Hearing the jazz compositions, there’s a certain emotional color to the sound – a type of optimism and melancholy. Doctor credits the PEANUTS cartoons and MISTER ROGERS for that creative symbiosis.
“Those really implanted in me this real love for the expression that jazz has. [This] film does have that sort of joy, exuberance, which jazz does so well. It also has a kind of a melancholy and longing, which jazz does so well. There was just so many opportunities for the music to express what we were looking for thematically.”
“These kind of chords, there’s an optimism in them and it’s also a bit melancholy at the same time. There’s ways that you can modulate and change the key and it just hits you right here. It’s a very soulful feeling.”

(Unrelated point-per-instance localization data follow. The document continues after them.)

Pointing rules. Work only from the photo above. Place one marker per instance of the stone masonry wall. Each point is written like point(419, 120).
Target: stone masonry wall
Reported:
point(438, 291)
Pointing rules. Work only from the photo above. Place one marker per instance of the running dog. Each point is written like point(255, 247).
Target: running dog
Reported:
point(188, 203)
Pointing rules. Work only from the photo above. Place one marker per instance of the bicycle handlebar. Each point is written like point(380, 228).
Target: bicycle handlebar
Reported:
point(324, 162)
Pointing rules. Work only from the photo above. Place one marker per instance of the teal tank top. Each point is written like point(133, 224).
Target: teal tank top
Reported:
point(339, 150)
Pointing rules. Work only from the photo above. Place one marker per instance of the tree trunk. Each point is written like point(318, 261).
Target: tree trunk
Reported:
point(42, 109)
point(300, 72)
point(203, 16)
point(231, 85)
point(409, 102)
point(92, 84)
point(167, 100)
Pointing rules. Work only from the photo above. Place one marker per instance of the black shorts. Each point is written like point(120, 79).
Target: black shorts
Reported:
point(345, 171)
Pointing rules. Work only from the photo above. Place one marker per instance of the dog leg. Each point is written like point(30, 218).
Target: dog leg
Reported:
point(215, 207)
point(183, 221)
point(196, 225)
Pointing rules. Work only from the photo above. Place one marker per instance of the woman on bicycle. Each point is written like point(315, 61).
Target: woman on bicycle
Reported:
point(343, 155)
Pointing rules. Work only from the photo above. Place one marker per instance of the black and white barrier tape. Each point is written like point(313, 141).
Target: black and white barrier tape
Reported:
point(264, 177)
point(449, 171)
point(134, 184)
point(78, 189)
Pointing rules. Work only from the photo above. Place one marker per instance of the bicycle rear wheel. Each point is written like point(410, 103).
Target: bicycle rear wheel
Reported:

For the ephemeral soul world in SOUL, the team turned to Trent Reznor and Atticus Ross, composers known for their work on David Fincher’s films. Their connection first came to Docter through his INSIDE OUT collaborator, sound designer Ren Klyce.
“We started talking about music and Ren, [who’s] worked with Trent and Atticus quite a lot, brought up the idea. We met with them. They seemed to really click with the film in a really heavy way that was cool. They worked a little differently than we traditionally do. With Randy Newman or Michael Giacchino, we usually lock the picture and then they start scoring. In this case, Trent and Atticus started developing themes as were we were cutting the sequences. So they threw a barrage of different music at us, at our first pass, and we’d [pick and choose]. As things stabilized and locked in, they came back and did multiple passes at some of the music for the scenes.”
“Every song has those kind of harmonic, melodic, and rhythmic textures and it brings you to a place spiritually. Even if you don’t know how to describe it, it puts you in a space throughout the whole film when you’re hearing that music, it really complements what Trent and Atticus came up with. When the times in the film when our music comes together, when the worlds kind of collide, it’s amazing how it worked out.
At first we didn’t even hear each other’s music. As the process started to go along, I got a chance to hear some of the music they were making, they heard some of the music that I was making, and we came together in this one moment and it really changed the rest of the music that I was composing for the film. I got a chance to see into their process and that also leaked into the kind of spiritual tone – this ethos that we created.”
“It’s hilarious to get Trent and Atticus and Jon Batiste together because they’re so polar opposites as people. They’re both so incredibly talented and come at things from a different way that ended up being a great marriage [for] the film.”
SOUL will be on DisneyPlus on December 25.